El letrero que colgó en la cerviz de la vaca era una muestra ejemplar de la forma en que los habitantes de Macondo estaban dispuestos a luchar contra el olvido: Esta es la vaca, hay que ordeñarla todas las mañanas para que produzca leche y a la leche hay que hervirla para mezclarla con el café y hacer café con leche. Así continuaron viviendo en una realidad escurridiza, momentáneamente capturada por las palabras, pero que había de fugarse sin remedio cuando olvidaran los valores de la letra escrita.

En la entrada del camino de la ciénaga se había puesto un anuncio que decía "MACONDO" y otro más grande en la calle central que decía "DIOS EXISTE".

En todas las casas se habían escrito claves para memorizar los objetos y los sentimientos. Pero el sistema exigía tanta vigilancia y tanta fortaleza moral, que muchos sucumbieron al hechizo de una realidad imaginaria, inventada por ellos mismos, que les resultaba menos práctica, pero más reconfortante.

Pilar Ternera fue quien más contribuyó a popularizar esa mistificación, cuando concibió el artificio de leer el pasado en las barajas como antes había leído el futuro. Mediante ese recurso, los insomnes empezaron a vivir en un mundo construido por las alternativas inciertas de los naipes, donde el padre se recordaba apenas como el hombre moreno que había llegado a principios de abril y la madre se recordaba apenas como la mujer trigueña que usaba un anillo dorado en la mano izquierda, y donde una fecha de nacimiento quedaba reducida al último martes en que cantó la alondra en el laurel.

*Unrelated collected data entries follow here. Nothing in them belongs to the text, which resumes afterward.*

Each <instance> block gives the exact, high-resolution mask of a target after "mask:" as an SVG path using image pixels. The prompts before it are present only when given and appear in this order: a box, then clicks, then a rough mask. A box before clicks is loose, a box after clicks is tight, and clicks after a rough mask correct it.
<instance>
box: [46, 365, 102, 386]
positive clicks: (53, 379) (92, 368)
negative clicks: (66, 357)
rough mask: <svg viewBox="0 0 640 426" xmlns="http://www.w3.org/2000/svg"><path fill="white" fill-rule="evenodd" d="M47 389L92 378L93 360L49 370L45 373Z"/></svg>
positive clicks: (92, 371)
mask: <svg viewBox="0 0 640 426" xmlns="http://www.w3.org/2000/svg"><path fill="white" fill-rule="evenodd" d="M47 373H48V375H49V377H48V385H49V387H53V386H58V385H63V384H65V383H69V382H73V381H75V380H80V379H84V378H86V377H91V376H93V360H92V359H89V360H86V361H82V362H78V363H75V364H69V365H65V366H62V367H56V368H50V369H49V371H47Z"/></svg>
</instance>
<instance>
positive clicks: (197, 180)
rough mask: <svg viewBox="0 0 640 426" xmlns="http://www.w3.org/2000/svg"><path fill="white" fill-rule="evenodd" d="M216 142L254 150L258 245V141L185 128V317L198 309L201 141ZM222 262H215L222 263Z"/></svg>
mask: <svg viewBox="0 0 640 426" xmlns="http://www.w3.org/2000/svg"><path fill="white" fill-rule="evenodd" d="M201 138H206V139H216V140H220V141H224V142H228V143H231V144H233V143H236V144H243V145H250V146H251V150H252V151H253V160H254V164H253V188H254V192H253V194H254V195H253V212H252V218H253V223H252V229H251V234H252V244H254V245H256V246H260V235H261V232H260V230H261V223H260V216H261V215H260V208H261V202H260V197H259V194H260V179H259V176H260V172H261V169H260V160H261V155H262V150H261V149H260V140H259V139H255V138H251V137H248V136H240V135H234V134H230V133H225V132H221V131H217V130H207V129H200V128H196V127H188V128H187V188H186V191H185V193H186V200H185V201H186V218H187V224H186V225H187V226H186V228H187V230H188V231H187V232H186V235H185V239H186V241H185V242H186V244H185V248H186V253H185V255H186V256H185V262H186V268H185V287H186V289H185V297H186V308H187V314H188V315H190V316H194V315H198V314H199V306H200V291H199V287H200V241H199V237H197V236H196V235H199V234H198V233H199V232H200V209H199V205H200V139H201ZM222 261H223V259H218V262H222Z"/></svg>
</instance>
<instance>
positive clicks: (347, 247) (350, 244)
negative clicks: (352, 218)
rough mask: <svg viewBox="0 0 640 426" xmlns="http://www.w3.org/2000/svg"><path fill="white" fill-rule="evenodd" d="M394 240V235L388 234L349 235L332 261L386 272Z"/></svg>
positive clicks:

Derrotado por aquellas prácticas de consolación, José Arcadio Buendía decidió entonces construir la máquina de la memoria (inteligencia artificial?) que una vez había deseado para acordarse de los maravillosos inventos de los gitanos. El artefacto se fundaba en la posibilidad de repasar todas las mañanas, y desde el principio hasta el fin, la totalidad de los conocimientos adquiridos en la vida.

Lo imaginaba como un diccionario giratorio que un individuo situado en un eje pudiera operar mediante una manivela, de modo que en pocas horas pasaran frente a sus ojos las nociones más necesarias para vivir. Había logrado escribir cerca de catorce mil fichas, cuando apareció por el camino de la ciénaga un anciano estrafalario con la campanita triste de los durmientes, cargando una maleta ventruda amarrada con cuerdas y un carrito cubierto de trapos negros. Fue directamente a la casa de los Buendía.

Visitación no lo reconoció al abrir la puerta y pensó que llevaba el propósito de vender algo, ignorante de que nada podía venderse en un pueblo que se hundía sin remedio en el tremedal del olvido. Era un hombre decrépito. Aunque su voz estaba también cuarteada por la incertidumbre y sus manos parecían dudar de la existencia de las cosas, era evidente que venía del mundo donde todavía los hombres podían dormir y recordar.

José Arcadio Buendía lo encontró sentado en la sala, abanicándose con un remendado sombrero negro, mientras leía con atención compasiva los letreros pegados en las paredes. Lo saludó con amplias muestras de afecto, temiendo haberlo conocido en otro tiempo y ahora no recordarlo. Pero el visitante advirtió su falsedad. Se sintió olvidado, no con el olvido remediable del corazon, sino con otro olvido irrevocable que él conocía muy bien, porque era el olvido de la muerte. (Un olvido con el que se podía vivir sin anotar su nombre en ningún lado.)